Retry Budget¶
A retry budget prevents retry storms - the cascading failure pattern where every request starts retrying simultaneously when a downstream service degrades, multiplying load on an already struggling backend.
The Problem¶
Without a retry budget, a single degraded service can trigger:
This amplifies traffic at exactly the worst moment.
Solution¶
The retry budget tracks attempts and retries in a sliding time window. When the retry fraction exceeds the configured ratio, further retries are suppressed with ErrRetryBudgetExhausted.
Configuration¶
client := relay.New(
relay.WithRetryBudget(&relay.RetryBudget{
Ratio: 0.10, // at most 10% of requests may be retried
Window: 10 * time.Second, // sliding observation window
MinRetry: 10, // always allow at least 10 retries
}),
)
| Field | Description | Default |
|---|---|---|
Ratio | Max fraction of requests that can be retried (0.0-1.0) | required |
Window | Sliding time window for observation | required |
MinRetry | Minimum retries always allowed regardless of ratio | 10 |
How It Works¶
The tracker maintains a sliding window of events:
A retry is allowed when: - retries < MinRetry (minimum budget always available), OR - (retries + 1) / (total + 1) <= Ratio
Otherwise, ErrRetryBudgetExhausted is returned immediately.
Example¶
import "errors"
client := relay.New(
relay.WithRetry(&relay.RetryConfig{
MaxAttempts: 3,
InitialInterval: 100 * time.Millisecond,
RetryableStatus: []int{429, 500, 502, 503, 504},
}),
relay.WithRetryBudget(&relay.RetryBudget{
Ratio: 0.10,
Window: 10 * time.Second,
MinRetry: 10,
}),
)
resp, err := client.Execute(client.Get("/api/data"))

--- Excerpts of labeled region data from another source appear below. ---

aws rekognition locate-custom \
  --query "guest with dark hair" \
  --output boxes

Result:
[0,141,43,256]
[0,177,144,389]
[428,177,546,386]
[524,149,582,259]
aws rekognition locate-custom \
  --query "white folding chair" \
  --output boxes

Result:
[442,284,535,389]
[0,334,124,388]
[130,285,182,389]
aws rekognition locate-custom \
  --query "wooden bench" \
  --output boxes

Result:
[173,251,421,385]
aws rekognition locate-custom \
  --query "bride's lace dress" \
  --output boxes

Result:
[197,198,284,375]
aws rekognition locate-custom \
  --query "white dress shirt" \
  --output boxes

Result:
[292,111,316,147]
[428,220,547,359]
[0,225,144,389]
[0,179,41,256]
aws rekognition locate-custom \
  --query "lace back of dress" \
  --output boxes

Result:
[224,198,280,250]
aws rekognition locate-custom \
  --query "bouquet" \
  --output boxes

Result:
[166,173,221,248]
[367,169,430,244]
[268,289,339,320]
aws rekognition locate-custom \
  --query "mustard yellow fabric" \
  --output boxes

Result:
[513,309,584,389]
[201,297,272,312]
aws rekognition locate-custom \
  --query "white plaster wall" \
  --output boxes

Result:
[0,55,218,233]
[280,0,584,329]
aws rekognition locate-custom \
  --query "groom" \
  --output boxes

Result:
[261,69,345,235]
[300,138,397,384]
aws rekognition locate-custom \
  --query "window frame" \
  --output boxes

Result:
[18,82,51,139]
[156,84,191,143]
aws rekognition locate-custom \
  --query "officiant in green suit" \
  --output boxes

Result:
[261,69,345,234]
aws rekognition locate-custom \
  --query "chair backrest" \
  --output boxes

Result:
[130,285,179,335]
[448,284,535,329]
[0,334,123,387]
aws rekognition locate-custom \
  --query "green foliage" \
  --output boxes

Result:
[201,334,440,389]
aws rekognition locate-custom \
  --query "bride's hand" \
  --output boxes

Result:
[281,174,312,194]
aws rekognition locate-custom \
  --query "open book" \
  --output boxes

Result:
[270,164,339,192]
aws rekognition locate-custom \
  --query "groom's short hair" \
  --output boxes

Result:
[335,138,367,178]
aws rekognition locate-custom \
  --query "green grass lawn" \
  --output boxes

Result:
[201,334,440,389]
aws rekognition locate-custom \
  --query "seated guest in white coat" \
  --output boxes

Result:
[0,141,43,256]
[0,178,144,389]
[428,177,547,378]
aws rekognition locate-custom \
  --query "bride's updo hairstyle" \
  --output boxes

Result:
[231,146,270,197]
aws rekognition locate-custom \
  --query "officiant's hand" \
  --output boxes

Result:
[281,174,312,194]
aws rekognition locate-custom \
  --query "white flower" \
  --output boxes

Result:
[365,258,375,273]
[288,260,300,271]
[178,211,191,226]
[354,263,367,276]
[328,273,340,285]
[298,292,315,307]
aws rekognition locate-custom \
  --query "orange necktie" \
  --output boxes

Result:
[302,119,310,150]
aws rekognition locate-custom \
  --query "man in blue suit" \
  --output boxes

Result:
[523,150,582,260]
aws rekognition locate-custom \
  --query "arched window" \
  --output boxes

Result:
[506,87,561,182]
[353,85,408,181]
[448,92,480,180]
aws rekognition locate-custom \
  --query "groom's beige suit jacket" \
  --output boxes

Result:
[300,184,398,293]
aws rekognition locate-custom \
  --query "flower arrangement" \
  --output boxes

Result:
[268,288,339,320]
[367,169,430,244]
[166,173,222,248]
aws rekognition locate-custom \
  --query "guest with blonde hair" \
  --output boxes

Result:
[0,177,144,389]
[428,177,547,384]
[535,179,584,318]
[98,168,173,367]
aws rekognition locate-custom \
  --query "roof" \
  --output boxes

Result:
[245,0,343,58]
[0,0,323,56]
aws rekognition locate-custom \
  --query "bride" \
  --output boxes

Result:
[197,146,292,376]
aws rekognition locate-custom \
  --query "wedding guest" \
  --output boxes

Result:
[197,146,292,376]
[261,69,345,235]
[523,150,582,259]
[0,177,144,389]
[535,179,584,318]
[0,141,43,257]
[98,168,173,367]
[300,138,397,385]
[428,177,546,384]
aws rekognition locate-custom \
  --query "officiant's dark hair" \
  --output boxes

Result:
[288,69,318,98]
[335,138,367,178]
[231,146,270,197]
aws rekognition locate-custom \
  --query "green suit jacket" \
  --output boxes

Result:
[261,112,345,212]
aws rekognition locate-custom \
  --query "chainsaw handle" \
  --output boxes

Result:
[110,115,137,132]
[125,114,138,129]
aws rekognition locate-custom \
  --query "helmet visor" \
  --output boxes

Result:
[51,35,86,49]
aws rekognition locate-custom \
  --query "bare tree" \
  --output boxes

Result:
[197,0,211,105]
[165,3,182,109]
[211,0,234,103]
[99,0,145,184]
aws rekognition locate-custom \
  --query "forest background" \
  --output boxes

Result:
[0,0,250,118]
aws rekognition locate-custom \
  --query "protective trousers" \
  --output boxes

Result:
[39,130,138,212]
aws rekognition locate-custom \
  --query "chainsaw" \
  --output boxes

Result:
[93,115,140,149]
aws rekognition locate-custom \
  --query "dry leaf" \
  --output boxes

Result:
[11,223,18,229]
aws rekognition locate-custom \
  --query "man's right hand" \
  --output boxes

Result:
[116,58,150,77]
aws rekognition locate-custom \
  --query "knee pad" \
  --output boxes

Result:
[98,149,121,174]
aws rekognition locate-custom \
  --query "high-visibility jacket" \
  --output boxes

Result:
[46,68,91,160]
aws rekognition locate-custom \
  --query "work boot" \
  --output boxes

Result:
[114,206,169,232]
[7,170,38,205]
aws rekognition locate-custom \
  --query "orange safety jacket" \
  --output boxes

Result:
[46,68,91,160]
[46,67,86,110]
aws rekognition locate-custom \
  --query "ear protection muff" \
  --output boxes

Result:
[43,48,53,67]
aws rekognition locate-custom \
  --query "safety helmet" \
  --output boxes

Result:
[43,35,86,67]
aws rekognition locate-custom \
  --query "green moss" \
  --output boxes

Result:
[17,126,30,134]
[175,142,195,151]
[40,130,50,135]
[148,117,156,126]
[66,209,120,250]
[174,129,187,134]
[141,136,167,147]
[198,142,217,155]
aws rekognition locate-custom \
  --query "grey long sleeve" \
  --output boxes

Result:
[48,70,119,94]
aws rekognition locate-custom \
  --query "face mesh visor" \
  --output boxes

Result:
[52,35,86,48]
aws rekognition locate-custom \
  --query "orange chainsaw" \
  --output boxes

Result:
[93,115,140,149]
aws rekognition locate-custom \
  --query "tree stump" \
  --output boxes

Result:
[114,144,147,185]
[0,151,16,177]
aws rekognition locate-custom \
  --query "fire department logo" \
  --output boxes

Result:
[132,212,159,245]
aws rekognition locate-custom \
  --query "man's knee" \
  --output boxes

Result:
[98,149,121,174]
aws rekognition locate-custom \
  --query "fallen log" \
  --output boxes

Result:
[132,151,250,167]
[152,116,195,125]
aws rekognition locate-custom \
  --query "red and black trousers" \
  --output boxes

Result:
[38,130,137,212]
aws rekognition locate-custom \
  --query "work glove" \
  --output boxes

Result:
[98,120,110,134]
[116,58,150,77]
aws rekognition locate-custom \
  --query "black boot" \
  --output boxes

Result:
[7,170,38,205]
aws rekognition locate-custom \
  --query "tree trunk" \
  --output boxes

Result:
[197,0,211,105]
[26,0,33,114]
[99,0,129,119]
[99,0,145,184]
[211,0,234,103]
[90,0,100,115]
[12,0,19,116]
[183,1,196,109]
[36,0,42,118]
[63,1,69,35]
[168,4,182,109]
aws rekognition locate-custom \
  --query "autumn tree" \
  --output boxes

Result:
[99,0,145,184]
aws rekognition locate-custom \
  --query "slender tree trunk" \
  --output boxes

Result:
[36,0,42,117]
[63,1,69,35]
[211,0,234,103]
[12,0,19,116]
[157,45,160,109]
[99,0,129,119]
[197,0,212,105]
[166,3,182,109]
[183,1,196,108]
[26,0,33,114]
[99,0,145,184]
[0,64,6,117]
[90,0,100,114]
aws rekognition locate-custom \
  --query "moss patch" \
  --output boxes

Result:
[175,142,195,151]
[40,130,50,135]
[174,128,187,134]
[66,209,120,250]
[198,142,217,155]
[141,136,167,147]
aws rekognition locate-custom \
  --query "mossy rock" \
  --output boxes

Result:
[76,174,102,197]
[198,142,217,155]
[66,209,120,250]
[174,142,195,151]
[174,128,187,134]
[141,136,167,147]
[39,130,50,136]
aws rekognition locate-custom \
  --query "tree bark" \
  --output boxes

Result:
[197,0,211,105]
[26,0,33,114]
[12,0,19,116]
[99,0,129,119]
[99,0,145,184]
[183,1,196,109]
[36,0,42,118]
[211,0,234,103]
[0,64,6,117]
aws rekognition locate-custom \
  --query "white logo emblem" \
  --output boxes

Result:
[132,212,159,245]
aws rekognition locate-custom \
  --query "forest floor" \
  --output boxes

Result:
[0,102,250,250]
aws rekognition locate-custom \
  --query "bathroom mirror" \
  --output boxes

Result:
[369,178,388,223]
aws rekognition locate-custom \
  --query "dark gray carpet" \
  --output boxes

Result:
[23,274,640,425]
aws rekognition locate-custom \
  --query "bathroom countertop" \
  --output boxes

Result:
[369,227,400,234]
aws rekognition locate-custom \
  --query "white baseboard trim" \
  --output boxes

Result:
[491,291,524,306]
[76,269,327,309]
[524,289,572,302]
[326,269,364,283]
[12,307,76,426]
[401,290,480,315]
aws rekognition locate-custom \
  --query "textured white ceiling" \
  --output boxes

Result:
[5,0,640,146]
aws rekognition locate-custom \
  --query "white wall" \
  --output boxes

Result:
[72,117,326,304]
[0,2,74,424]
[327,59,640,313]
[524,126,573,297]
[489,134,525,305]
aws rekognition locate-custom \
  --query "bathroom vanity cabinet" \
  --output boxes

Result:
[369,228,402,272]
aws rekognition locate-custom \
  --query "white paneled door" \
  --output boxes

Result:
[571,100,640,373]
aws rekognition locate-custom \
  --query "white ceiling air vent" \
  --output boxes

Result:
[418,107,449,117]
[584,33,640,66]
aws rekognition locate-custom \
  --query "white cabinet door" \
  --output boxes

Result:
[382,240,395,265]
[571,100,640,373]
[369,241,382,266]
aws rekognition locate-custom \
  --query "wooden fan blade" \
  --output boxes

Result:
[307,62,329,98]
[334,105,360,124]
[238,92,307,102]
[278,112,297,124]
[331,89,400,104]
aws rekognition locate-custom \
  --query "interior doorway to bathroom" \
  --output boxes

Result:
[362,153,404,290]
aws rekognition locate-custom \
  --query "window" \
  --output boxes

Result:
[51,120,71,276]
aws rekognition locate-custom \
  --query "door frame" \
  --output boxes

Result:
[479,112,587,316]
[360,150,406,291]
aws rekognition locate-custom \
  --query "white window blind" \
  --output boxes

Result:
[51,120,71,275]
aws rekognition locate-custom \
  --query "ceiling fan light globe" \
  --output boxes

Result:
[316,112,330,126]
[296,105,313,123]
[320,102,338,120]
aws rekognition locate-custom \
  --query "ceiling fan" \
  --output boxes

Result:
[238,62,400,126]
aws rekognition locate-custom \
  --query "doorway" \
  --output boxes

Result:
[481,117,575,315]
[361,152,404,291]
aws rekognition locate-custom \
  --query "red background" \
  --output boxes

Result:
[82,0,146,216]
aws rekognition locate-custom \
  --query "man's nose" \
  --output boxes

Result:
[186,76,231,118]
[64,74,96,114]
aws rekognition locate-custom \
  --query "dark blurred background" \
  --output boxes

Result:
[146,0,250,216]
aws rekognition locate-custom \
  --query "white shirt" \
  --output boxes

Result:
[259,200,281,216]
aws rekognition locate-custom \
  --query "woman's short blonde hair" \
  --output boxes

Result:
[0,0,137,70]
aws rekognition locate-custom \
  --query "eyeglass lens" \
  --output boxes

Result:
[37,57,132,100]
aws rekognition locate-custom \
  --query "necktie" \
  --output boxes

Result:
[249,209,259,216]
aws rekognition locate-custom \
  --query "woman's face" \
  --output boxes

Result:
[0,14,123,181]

if errors.Is(err, relay.ErrRetryBudgetExhausted) {
// Budget exhausted - fail fast, don't retry
log.Warn("retry budget exhausted, serving degraded response")
}
Combining with Circuit Breaker¶
For maximum resilience, combine retry budget with the circuit breaker:
client := relay.New(
relay.WithRetryBudget(&relay.RetryBudget{
Ratio: 0.10,
Window: 10 * time.Second,
MinRetry: 5,
}),
relay.WithCircuitBreaker(&relay.CircuitBreakerConfig{
MaxFailures: 10,
ResetTimeout: 30 * time.Second,
}),
)
- Retry budget: prevents amplification during degradation
- Circuit breaker: opens the circuit after sustained failures
Thread Safety¶
The retryBudgetTracker is shared across all concurrent requests on a client and is fully goroutine-safe using a mutex-protected sliding window.